Based on our needs for steam supply, our current steam cost, the requirements of Local Government, the results of the Feasibility Study, and the fact that it is customary practice in the PRC that users of steam pay the charges upfront before usage, and that the State Grid will purchase the by-product which is electricity from CHC which should ensure healthy cash-flow from operations, the Board is of the view that it is in the best interest of the Group to undertake the Project and for Shandong Sunsine to establish a New Subsidiary to operate the same.”
Sunsine has not stated explicitly the financial viability of the central heating company, besides the following:
(a) Its wholly-owned central heating company will sell steam at market rates;
(b) Users of steam pay the charges upfront before usage; and
© The state Grid will purchase electricity, the by-product. (Is steam to be produced at a constant rate, and when the demand for steam is low, the excess is diverted to drive turbine to generate electricity?)
As central heating will lower carbon emissions as well as the unit cost, and the Shanxian Chemical Industrial Zone will have no alternative sources of steam, the central heating company is unlikely to fail, given government’s resolve to curb air pollution in China.
I didn't read the news in detail, because it is immaterial with my story of the company.
The company was selected to my watchlist, due to its link to growth of car population in China and its expansion plans. I am bullish on the car population growth in the next decade. The company seemed executing the expansion plans well too to capture the growth.
But the management has been deploying a low-margin-high-volume business model in the last few years. It is never a low-margin-high volume business, due to its low asset-turnover and high capex for expansion, IMO. The "wrong" business model seems verified by its deterioration of ROA/ROE in the last few years. The ROA/ROE (FY2008) was 16%/20%, while the last FY2012 was 3%/4%. That may be partly due to the excess capacity after expansion, but the key culprit was the business model, IMO.

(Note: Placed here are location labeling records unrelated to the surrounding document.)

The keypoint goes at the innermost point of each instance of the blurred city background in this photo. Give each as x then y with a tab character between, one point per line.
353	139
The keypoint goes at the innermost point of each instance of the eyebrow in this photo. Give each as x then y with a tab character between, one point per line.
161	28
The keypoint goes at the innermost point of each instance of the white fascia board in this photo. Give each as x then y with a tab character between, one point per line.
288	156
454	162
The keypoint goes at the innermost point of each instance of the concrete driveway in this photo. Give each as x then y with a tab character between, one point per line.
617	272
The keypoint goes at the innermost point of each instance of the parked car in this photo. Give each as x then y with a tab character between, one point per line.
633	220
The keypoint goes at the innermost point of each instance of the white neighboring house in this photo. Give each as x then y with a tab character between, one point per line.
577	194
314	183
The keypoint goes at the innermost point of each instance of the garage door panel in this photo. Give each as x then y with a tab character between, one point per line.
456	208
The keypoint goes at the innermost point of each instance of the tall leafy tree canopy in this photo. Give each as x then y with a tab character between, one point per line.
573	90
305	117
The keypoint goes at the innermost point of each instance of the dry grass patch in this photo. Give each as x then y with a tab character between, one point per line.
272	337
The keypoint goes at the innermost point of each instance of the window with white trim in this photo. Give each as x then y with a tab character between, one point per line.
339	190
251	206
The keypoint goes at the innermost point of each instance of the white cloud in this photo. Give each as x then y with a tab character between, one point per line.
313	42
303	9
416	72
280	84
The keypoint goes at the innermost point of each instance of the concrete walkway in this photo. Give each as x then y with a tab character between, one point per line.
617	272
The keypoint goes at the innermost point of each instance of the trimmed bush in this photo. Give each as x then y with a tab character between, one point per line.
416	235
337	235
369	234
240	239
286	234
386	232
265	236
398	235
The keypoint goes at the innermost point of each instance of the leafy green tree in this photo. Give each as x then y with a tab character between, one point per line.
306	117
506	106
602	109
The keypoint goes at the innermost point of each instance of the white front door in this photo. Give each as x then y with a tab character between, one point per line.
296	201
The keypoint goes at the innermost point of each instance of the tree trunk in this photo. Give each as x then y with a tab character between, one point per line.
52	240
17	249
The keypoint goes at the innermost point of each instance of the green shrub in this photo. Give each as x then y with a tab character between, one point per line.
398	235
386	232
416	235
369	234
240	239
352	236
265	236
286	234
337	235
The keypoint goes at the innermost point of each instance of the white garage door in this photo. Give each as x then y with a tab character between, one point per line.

Overcapacity is a lingering issue in all sectors of China, and market consolidation seems happening everywhere in China. One of feasible strategies is to capture market share in order to secure pricing power, and then raising ASP. It might work, but I doubt the management is focusing on it, with its "diversification" moves recently.
I will keep it within watch-list for few quarters and might remove it after then.